A SEPTA trolley slammed into a historic Philly home, the fifth crash in a week: ‘Everything was just devastated’
“There was a trolley in my living room," said the tenant and caretaker of the historic Blue Bell Inn, which was built in 1766.
There was screeching, then a bang, and then the whole house shook violently when the runaway trolley crashed into Delia King’s living room Thursday night.
“I thought the house was going to collapse right then and there,” said King, an artist who was lying in bed on the second floor of her 1766 home on the quiet, muggy Philadelphia evening, willing herself to head downstairs to work on a painting moments before the collision. “I could hear the wall just crumbling, and I could feel it in the house.”
Bolting downstairs, she processed the scene through her shock: “There was a trolley in my living room, and everything was just devastated.”
SEPTA has said it is investigating the incident, the fifth crash to involve one of its vehicles in a week.

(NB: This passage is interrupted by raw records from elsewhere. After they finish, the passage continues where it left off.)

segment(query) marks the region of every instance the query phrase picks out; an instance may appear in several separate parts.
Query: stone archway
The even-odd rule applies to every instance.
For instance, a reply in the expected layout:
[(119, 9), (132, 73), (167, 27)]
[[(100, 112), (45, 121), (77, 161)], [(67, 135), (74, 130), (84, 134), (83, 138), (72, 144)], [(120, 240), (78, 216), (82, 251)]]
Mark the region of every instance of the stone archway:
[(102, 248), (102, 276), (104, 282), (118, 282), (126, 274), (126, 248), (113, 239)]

The force of the out-of-service SEPTA trolley tearing through the historic Blue Bell Inn’s front wall — the exact spot where King said she stands to paint — propelled the structure’s large, heavy stone bricks to the back of the pre-Revolutionary War house in Southwest Philadelphia, where King is a tenant and caretaker.
“If I had even been downstairs, like even at the back of the room, I probably would either be very gravely injured or dead because it just shot that front wall, it just imploded into my house,” a shaken King, 49, said Friday morning. “I’m just glad to be alive, to be honest.”
The trolley rolled about a half-mile from SEPTA’s Elmwood Depot before careening into King’s living room at the intersection of Woodland Avenue and Cobbs Creek Parkway near Darby around 10:30 p.m. Thursday, the agency said. No one was driving the trolley, but a mechanic onboard was taken to Penn Presbyterian Medical Center with non-life-threatening injuries. Two people inside an SUV the trolley struck first were also injured, according to SEPTA. Their conditions have not been released.
The string of SEPTA crashes began July 21, when one bus rear-ended another on Roosevelt Boulevard, killing one passenger and injuring 14 others. That same weekend, four people were injured when a SEPTA bus hit an electrical pole in Fishtown.
» READ MORE: Two SEPTA buses crash on Roosevelt Boulevard, killing one passenger
On Monday, two trolleys collided in Upper Darby, hospitalizing five passengers with non-life-threatening injuries. The next day, a Route 31 bus with no passengers jumped the curb at 15th and Walnut Streets in Center City, crashing into a glass storefront.
In a statement, SEPTA’s board wrote that it is “extremely concerned and troubled by the series of recent accidents involving SEPTA buses and trolleys.”
“We know that incidents like these shake the public’s confidence in SEPTA,” the board wrote. “We have stressed to executive staff that they need to be transparent with the public about the findings of these investigations.”
» READ MORE: SEPTA bus crashes into storefront in Center City, driver has minor injury
King — an award-winning artist formerly with Mural Arts Philadelphia and a 2018 resident at the Barnes Foundation — escaped the wreckage Thursday relatively unscathed with her cat. She said she is currently staying in a hotel.
But her paintings and art supplies, she said, were ruined. In an instant, King — who has created works for high-profile rappers including Kodak Black and Scar Lip — said she lost around 20 pieces of art for an upcoming show at the end of the month, as well as a commissioned family portrait for a rapper.
King has resided in the 18th-century tavern — once frequented by George Washington during the Battle of Brandywine, and the site of a 1777 battle during the British occupation of Philadelphia — for the last eight years, tending to the historic building. The inn is managed by the Philadelphia Department of Parks and Recreation and the Fairmount Park Conservancy. King said she was skeptical the trolley’s damage to the building would be able to be repaired.
“This is not a good time for the Blue Bell,” she said. “It’s a beautiful place to live, and is full of history... but it’s come at a very high price.”
Thursday’s crash marked the third time a vehicle has rammed into the historic building in the last three years. Last year, King said, a driver lost control of a stolen car at the intersection, careening into the house and taking out a front window, which was never repaired.
And in August 2020, a car smashed into the covered porch of the Blue Bell Inn, damaging the awning structure. Later that same day, floodwaters of Tropical Storm Isaias filled the home, washing away King’s art studio and most of her belongings before she and her son were rescued by fire crews.
“I can’t really face it. I lost everything in that flood,” King said. “All my art supplies, everything, and it’s really taken me a long time to replace everything. It’s very expensive to produce art, and so I finally had everything replaced, and I lost it all again.”